Art Donovan
- Donovan in 1960

No. 49, 39, 70
- Positions: Defensive tackle, tackle

Personal information
- Born: June 5, 1924 The Bronx, New York, U.S.
- Died: August 4, 2013 (aged 89) Baltimore, Maryland, U.S.
- Listed height: 6 ft 2 in (1.88 m)
- Listed weight: 263 lb (119 kg)

Career information
- High school: Mount Saint Michael Academy (The Bronx)
- College: Notre Dame Boston College
- NFL draft: 1947: 22nd round, 204th overall pick

Career history
- Baltimore Colts (1950); New York Yanks (1951); Dallas Texans (1952); Baltimore Colts (1953–1961);

Awards and highlights
- 2× NFL champion (1958, 1959); 4× First-team All-Pro (1954–1957); 2× Second-team All-Pro (1958, 1960); 5× Pro Bowl (1953–1957); NFL 1950s All-Decade Team; Baltimore Ravens Ring of Honor; Indianapolis Colts No. 70 retired; Boston College Eagles Jersey retired;

Career NFL statistics
- Games played: 138
- Games started: 136
- Fumble recoveries: 8
- Allegiance: United States
- Branch: U.S. Marine Corps
- Conflicts: World War II Battle of Luzon; Battle of Iwo Jima;
- Stats at Pro Football Reference
- Pro Football Hall of Fame

= Art Donovan =

American football player (1924–2013)

Arthur James "Fatso" Donovan Jr. (June 5, 1924 – August 4, 2013), was an American professional football player who was a defensive tackle for three National Football League (NFL) teams, primarily the Baltimore Colts.
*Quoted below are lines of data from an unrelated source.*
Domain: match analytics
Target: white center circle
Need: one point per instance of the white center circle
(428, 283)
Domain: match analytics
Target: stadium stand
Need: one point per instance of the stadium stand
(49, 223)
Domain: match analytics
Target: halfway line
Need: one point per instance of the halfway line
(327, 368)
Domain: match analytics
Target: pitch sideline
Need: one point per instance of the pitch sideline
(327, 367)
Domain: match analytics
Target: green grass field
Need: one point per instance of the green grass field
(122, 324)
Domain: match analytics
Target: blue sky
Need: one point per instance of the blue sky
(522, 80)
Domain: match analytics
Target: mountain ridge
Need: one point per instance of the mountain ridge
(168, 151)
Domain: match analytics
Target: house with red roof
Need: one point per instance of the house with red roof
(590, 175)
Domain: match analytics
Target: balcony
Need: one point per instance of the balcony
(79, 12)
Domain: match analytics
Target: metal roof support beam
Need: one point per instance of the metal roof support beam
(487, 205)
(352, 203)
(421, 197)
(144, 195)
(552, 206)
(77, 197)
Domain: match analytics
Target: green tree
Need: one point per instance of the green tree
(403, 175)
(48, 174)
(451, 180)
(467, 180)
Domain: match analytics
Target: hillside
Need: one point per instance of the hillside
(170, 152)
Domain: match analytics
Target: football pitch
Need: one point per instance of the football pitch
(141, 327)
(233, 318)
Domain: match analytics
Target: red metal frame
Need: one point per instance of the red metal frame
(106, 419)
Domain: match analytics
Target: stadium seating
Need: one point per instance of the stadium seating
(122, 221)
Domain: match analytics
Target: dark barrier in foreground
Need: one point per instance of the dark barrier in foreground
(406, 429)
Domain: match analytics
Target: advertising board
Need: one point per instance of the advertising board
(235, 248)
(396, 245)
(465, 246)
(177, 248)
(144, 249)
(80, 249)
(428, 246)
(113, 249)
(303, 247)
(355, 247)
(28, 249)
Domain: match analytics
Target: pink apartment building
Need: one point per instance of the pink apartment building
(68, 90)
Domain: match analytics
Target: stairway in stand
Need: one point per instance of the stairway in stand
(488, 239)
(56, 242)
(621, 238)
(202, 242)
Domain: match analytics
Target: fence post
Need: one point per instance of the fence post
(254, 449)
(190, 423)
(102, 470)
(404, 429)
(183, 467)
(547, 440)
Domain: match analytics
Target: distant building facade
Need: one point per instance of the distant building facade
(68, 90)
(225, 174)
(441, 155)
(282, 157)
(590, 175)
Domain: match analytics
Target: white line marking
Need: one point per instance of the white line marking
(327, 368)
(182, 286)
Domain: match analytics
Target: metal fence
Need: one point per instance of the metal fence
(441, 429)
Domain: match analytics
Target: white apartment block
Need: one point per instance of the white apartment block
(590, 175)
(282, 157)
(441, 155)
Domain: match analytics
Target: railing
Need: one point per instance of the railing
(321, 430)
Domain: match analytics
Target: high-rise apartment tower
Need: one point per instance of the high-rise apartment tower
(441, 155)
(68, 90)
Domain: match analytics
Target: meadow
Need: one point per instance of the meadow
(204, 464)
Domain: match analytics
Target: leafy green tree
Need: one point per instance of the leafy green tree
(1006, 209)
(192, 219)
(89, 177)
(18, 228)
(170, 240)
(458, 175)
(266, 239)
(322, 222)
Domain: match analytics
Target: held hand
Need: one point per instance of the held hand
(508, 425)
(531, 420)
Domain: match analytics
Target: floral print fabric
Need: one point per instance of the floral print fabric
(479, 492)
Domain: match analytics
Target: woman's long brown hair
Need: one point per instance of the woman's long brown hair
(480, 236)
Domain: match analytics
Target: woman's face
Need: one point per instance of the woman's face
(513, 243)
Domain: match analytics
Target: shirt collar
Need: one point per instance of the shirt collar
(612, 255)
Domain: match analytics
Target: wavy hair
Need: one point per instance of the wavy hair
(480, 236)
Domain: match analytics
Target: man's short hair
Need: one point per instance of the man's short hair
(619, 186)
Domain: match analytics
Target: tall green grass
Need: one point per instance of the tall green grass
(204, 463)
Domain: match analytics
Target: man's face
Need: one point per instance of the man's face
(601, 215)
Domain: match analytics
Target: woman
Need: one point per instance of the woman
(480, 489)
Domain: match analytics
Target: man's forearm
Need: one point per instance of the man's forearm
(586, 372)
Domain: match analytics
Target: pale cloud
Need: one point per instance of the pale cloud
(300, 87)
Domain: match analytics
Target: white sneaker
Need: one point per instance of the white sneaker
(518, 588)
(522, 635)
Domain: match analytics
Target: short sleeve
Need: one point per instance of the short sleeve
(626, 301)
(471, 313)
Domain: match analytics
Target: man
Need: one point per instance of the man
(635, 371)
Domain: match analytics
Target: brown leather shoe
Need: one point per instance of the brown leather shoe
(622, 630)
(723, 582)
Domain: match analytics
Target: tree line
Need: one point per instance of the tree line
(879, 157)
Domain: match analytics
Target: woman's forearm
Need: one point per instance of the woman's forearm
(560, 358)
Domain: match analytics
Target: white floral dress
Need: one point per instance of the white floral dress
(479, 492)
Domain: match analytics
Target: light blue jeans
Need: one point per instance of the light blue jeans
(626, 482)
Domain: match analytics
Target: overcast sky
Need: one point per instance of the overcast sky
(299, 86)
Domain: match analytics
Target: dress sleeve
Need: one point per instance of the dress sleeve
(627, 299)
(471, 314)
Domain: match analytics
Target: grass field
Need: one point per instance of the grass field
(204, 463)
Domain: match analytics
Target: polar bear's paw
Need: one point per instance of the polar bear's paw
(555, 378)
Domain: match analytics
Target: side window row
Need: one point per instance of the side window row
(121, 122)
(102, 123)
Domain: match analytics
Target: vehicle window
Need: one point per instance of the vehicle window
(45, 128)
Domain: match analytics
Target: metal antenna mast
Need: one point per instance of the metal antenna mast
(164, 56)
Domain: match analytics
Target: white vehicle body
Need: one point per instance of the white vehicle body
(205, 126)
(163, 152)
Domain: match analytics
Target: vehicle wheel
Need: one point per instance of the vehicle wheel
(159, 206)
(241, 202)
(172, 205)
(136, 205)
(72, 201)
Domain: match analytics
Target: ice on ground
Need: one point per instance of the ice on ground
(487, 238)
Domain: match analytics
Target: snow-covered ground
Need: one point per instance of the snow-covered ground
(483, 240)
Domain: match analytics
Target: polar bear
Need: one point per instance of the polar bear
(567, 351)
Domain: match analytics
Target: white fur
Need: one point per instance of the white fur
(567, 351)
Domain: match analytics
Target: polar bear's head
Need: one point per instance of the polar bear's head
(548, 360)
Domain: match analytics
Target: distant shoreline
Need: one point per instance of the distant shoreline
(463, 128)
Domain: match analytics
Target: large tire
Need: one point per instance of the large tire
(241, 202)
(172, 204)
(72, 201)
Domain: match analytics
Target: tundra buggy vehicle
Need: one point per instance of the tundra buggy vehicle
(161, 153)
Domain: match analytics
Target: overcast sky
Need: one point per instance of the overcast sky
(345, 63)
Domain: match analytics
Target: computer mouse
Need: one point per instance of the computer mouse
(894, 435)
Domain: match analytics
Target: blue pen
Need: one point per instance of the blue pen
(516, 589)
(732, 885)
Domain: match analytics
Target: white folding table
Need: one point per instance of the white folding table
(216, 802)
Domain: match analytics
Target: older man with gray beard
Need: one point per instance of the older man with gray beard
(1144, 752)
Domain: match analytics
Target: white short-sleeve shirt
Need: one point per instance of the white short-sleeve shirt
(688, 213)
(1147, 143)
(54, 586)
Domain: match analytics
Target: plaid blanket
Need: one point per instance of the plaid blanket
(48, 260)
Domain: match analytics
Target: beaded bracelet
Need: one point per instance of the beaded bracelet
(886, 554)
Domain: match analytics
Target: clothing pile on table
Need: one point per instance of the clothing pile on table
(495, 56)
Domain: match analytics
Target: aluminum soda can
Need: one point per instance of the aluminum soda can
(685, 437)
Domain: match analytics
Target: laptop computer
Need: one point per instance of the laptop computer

He played college football for the Boston College Eagles. He was inducted into the Pro Football Hall of Fame in 1968.

==Early life==
Art Donovan, born June 5, 1924, was the son of Arthur Donovan Sr., a boxing referee, and the grandson of Professor Mike Donovan, the world middleweight boxing champion in the 1870s.

Art attended Mount Saint Michael Academy in the Bronx.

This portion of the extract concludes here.